Assess Your “Wounded Bird Energy”
“When I got sober and got out of treatment, all I wanted was for someone to see me and love me, but my behavior was essentially a ‘fuck off’ vibe,” Stephanie noted, “and I wasn’t attracting the people I thought I should.”
Along those lines, Stephanie started to investigate the dynamics of behavior and identify why we do what we do and the benefit to staying in our so called, “misery loop,” and even when you’re on the healthier path of recovery, destructive relationship habits can re-emerge – unless we’re willing to do the work.
Our relationships can be scattered with little traumas, which don’t sound too traumatic, but to the hold brain, it’s as if our survival is threatened when the person we love and loves us back is critical towards us (trauma), looks at us the wrong way (trauma), teases us (trauma), ignores us (trauma). While these things don’t sound very traumatic, the old part of our brain still wants to be love and accepted, and when this doesn’t happen we feel scared. At this point, we begin to make a fearful pattern in our brain associated with that person. So each time we see this person, we are a bit afraid of what might happen, and we may act out in some defensive ways that protect us.
The good news is the brain is amazingly resilient and capable of growing new neuro-pathways with different thoughts and experiences. It takes practice, just like recovery.
Untying The Beliefs
It’s true. Recovery is work. And so is dating – and dating in recovery? Twice the work. A lot of us have been battered by guilt and shame in our addictions that even in recovery we still sometimes live in that place. However, when we no longer have our drugs or alcohol, we have to learn, “what is my emotion? Why do I feel what I feel?”
Dealing with old hurts, losses and needs is the underlying layer of deeper work that addicts and alcoholics face. In a relationship, these old wounds can likely be poked and prodded, and if the recovering person hasn’t healed, handling the personal pain while remaining conscious of the needs of a partner can often be more than expected of them.
“I believe that you attract who you are, not necessarily what you want,” Stephanie said. “There are wonderful men and women and there are not so great men and women but if we’ve been used to being treated like garbage it’s going to take a lot more to undo that belief before you start seeing changes in your physical reality. We’ve got to figure out where we’re operating from, take those beliefs, and implement new ones.”
Building Your Romantic Blueprint
Ask yourself, “what do you believe to be true about love? What is your actual blueprint?”
Are you someone who rolls their eyes when they see someone kissing in public? Are you secretly jealous when your best friend gets engaged? These are all indicators of what you believe to be true – and build from there.
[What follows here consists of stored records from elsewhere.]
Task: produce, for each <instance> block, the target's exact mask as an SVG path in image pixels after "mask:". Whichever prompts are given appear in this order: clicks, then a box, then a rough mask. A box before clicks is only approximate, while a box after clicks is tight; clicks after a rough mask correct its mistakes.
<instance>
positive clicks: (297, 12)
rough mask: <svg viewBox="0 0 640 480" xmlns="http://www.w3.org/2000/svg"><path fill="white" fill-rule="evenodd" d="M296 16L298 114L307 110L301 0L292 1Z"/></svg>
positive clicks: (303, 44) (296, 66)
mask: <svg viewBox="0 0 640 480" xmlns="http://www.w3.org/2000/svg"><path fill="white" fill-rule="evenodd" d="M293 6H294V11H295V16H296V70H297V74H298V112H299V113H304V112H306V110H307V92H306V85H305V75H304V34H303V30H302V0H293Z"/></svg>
“If we stop making things external and start thinking of having gratitude and joy in the moment we’re living, we can fall into a place of peace – and that’s when we welcome new energy into our life,” Stephanie said. “The goal is to start to train yourself to start seeking out things that represent what you want to see in your life. The more you expose yourself to that, the more it becomes a reality for you.”
Once we get sober and put down our drug of choice, we can begin to live in a space where we live fully. Our relationships with family and friends are stronger because we’re living with integrity, clarify, and honesty. Additionally, by working a program, we can begin to discover who we are and what we can bring to our relationships, rather than what we can receive from them. By doing the work, we re-learn healthy intimacy, overcoming feelings of anger and fear, and on the journey of beginning to trust ourselves we can learn to become vulnerable and build our romantic blueprint while welcoming the right partner into our lives.